それに、球場からアパートはだいぶ距離が離れている。今から歩いて帰るとなると確実に日付が変わるだろう。
「将来、高校に行きたいとか大学に行きたいと言われたとき、金んなかては言いたくないですけん」
「左門さん……」
飛雄馬は弟妹を思う左門の気持ちに、じんと胸にこみ上げるものを感じつつ、帽子を取ると顔を逸らし、汗を拭くふりをして目元を拭った。
「そぎゃんわけですけん、ここで失礼します」
「そ、それなら左門さん、途中まで」
「巨人の宿舎は反対方向と記憶しとります。その優しさだけでたくさんですたい」
「…………」
帽子を取ると、軽く会釈し、ひとり歩き出す左門の背中にひどく感銘を受け、飛雄馬は彼を追いかけ、どうか足しにしてください、と財布の中身をすべて渡してしまいたい衝動に駆られる。
けれども左門さんはこの金を受け取らぬだろうし、そればかりか却っておれを軽蔑さえするだろう。
おれだって左門さんの立場だったら同情心からとは言え、そんな扱いを受けたくはない。
飛雄馬は次第に小さくなる左門の姿を、その場に呆然と立ち尽くしたまま見つめる。
あの、弟さんと妹さんの思いを乗せたバットから繰り出される一打は、おれが今まで対峙した打者の誰よりも重い。

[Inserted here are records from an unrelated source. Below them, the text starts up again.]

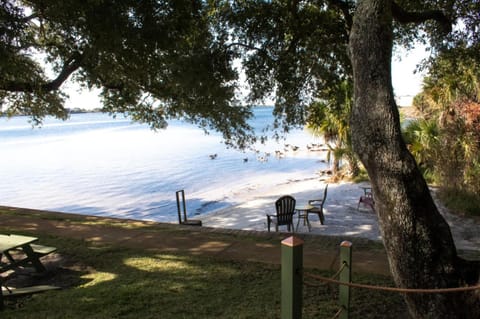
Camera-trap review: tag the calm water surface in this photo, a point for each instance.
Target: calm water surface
(94, 164)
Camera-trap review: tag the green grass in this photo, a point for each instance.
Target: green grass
(460, 201)
(108, 281)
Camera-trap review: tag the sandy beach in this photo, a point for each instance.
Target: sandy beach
(342, 218)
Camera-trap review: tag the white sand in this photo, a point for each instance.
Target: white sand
(342, 218)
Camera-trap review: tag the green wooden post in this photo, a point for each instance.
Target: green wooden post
(1, 298)
(292, 278)
(345, 276)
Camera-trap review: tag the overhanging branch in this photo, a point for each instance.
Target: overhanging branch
(404, 16)
(29, 87)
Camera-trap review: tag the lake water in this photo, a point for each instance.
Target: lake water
(94, 164)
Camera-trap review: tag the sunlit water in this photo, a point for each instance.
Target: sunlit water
(94, 164)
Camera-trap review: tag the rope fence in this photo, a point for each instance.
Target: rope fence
(293, 281)
(391, 289)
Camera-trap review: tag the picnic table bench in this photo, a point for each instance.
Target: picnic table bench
(21, 251)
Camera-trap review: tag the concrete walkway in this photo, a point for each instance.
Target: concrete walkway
(244, 245)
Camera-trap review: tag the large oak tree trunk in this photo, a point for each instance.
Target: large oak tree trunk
(418, 241)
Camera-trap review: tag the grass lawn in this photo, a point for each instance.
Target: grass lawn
(109, 281)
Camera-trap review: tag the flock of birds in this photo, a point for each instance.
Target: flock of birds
(281, 154)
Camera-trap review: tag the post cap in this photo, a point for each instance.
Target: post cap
(292, 241)
(345, 243)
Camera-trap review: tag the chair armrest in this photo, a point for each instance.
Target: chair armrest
(318, 201)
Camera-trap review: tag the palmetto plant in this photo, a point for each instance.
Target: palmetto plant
(330, 119)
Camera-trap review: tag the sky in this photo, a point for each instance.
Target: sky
(406, 84)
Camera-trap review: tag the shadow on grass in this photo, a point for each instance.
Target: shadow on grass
(120, 282)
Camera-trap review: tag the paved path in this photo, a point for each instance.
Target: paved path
(256, 246)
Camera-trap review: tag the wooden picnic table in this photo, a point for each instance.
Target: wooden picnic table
(20, 251)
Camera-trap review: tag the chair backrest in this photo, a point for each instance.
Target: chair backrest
(325, 194)
(285, 207)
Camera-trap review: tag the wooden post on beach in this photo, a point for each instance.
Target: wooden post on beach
(345, 276)
(292, 278)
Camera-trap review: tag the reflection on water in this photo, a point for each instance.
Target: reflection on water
(94, 164)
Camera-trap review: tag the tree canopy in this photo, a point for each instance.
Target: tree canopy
(157, 60)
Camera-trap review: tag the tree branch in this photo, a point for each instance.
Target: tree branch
(404, 16)
(344, 7)
(70, 66)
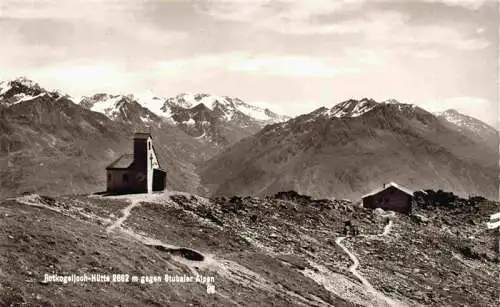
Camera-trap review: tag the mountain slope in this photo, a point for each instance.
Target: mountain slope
(219, 120)
(49, 144)
(351, 148)
(277, 251)
(471, 126)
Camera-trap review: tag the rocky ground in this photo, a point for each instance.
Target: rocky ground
(278, 250)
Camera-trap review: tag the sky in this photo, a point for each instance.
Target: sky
(291, 56)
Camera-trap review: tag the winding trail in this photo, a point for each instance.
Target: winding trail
(380, 298)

バット一本で一家を支える兄の執念がそれを感じさせるのか。
どうか左門さん兄弟が、今後何不自由なく幸せに暮らせますように、と飛雄馬はそんな祈りにも似た思いを彼ら六人に対し、抱かずにはおれなかった。
そうして、飛雄馬自身もまた、宿舎に帰るべく歩みを再開させつつ、ふと、頭上高く輝く星のひとつに目を奪われる。
微動だにせず、ただひたすらに己を見下ろしてくるその輝きに、飛雄馬は目を細めると、唇を強く引き結んでから先を急いだ。